Greg’s Huffington Post article, "The 12 Worst Colleges for Free Speech," (reprinted in part by Vision to America) made headlines for the sixth consecutive week! Kimberly Veale wrote an article in DePaul University’s student newspaper The DePaulia about why DePaul was included on the list. Meanwhile, The Big Green, a student publication at Michigan State University, featured an article by Ian Kullgren extensively quoting Will about how MSU’s persistent defense of its unconstitutional bulk e-mail policy ensured it a spot on the list.
Reporters made use of Yale’s slot in Greg’s "Dirty Dozen" list for the fifth of the six weeks since the Huffington Post article was published. This week, FIRE Board of Advisors member Candace de Russy strongly criticized Yale’s free speech abuses and the endorsement of one such free speech debacle by a Yale Corporation member in a blog post for Big Journalism.
Elsewhere, Adam’s recent speech at Vanderbilt University sparked a very interesting free speech debate. Following Adam’s talk, The Vanderbilt Hustler published a column by student Katie Des Prez which questioned FIRE’s critical assessment of the Vanderbilt Community Creed as well as the school’s sexual harassment policies. In response, Samantha penned a response on The Torch to explain the chilling effect of Vanderbilt’s red-light policies, and called on Vanderbilt to uphold its own promises of free speech on campus. Kenny Tan, a Vanderbilt freshman and CFN member who organized Adam’s talk, supported FIRE in his letter to the editor of the Hustler, in which he used quotes from Samantha’s blog post to challenge Des Prez’s assumptions.
Staying busy, Adam also wrote an excellent blog post about recent interest in free speech at the University of Georgia (UGA). For example, Sarah Saltzman, who worries about the University Judiciary deciding a student’s fate based on UGA’s red-light policies, argued for reform of UGA’s unconstitutional speech codes and for First Amendment education in the University Judiciary (especially for peers in the student-run court) in UGA’s student newspaper The Red & Black.
Meanwhile, Terry Strickland of the University of West Florida’s (UWF’s) student newspaper The Voyager quoted Samantha in a column about UWF’s unconstitutional free speech zone. Although the zone is less restrictive than those in other schools, Christe explains why it’s still a deterrent to a truly free marketplace of ideas in this insightful Torch post.
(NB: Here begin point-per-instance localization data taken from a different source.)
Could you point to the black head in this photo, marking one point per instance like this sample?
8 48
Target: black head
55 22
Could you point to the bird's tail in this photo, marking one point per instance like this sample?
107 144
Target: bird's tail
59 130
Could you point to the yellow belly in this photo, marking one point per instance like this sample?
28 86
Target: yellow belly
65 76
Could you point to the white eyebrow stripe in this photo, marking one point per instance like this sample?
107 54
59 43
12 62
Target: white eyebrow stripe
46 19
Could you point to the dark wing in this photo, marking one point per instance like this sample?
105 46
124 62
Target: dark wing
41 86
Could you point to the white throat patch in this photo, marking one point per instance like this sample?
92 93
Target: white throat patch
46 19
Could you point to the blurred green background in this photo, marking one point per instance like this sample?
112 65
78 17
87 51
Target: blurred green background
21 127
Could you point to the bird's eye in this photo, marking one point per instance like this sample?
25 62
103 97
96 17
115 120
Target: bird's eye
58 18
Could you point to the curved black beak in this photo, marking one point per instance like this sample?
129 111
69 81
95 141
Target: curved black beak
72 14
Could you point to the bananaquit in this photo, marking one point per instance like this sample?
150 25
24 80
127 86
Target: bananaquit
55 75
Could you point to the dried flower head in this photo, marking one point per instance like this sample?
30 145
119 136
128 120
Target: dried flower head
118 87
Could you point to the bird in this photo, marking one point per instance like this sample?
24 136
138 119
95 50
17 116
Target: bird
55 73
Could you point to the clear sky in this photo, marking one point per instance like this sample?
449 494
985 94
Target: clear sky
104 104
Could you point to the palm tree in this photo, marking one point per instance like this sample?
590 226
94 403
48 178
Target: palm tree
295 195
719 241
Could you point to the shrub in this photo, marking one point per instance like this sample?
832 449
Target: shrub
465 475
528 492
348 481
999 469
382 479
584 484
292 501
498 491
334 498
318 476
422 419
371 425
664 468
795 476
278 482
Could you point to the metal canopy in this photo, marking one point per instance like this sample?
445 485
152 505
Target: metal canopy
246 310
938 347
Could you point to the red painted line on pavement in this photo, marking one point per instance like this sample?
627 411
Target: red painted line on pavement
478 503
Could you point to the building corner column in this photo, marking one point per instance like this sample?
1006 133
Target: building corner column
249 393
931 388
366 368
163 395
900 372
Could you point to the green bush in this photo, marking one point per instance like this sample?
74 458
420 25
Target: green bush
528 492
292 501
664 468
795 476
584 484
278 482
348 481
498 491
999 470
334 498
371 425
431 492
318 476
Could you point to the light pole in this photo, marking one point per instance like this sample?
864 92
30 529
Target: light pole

After receiving pressure from the Alliance Defense Fund, the Indiana University Student Association recently revised an unconstitutional policy that had restricted religious student organizations from receiving funding. An article about the policy revision in Indiana University’s student newspaper Indiana Daily Student quoted Will and former FIRE Intern Nico Perrino’s praise of the university for changing this once viewpoint discriminatory policy.
In other news, the blog of the highly regarded Arizona State Law Journal features a well-reasoned post by Erica. Using the transformation of Arizona State’s advertising policy from mandatory to aspirational as an example, Erica’s post discusses why converting unconstitutional speech prohibitions into aspirational speech policies makes so much constitutional difference.
Speaking of the law, the Supreme Court of the United States ruled earlier this week in Snyder v. Phelps that the First Amendment protected the Westboro Baptist Church (WBC) from civil liability for staging an anti-gay protest at a military funeral. A brief article in The Chronicle of Higher Education mentioned FIRE’s amici brief from last year, joined by several prominent law professors, supporting WBC’s constitutional right to picket such funerals.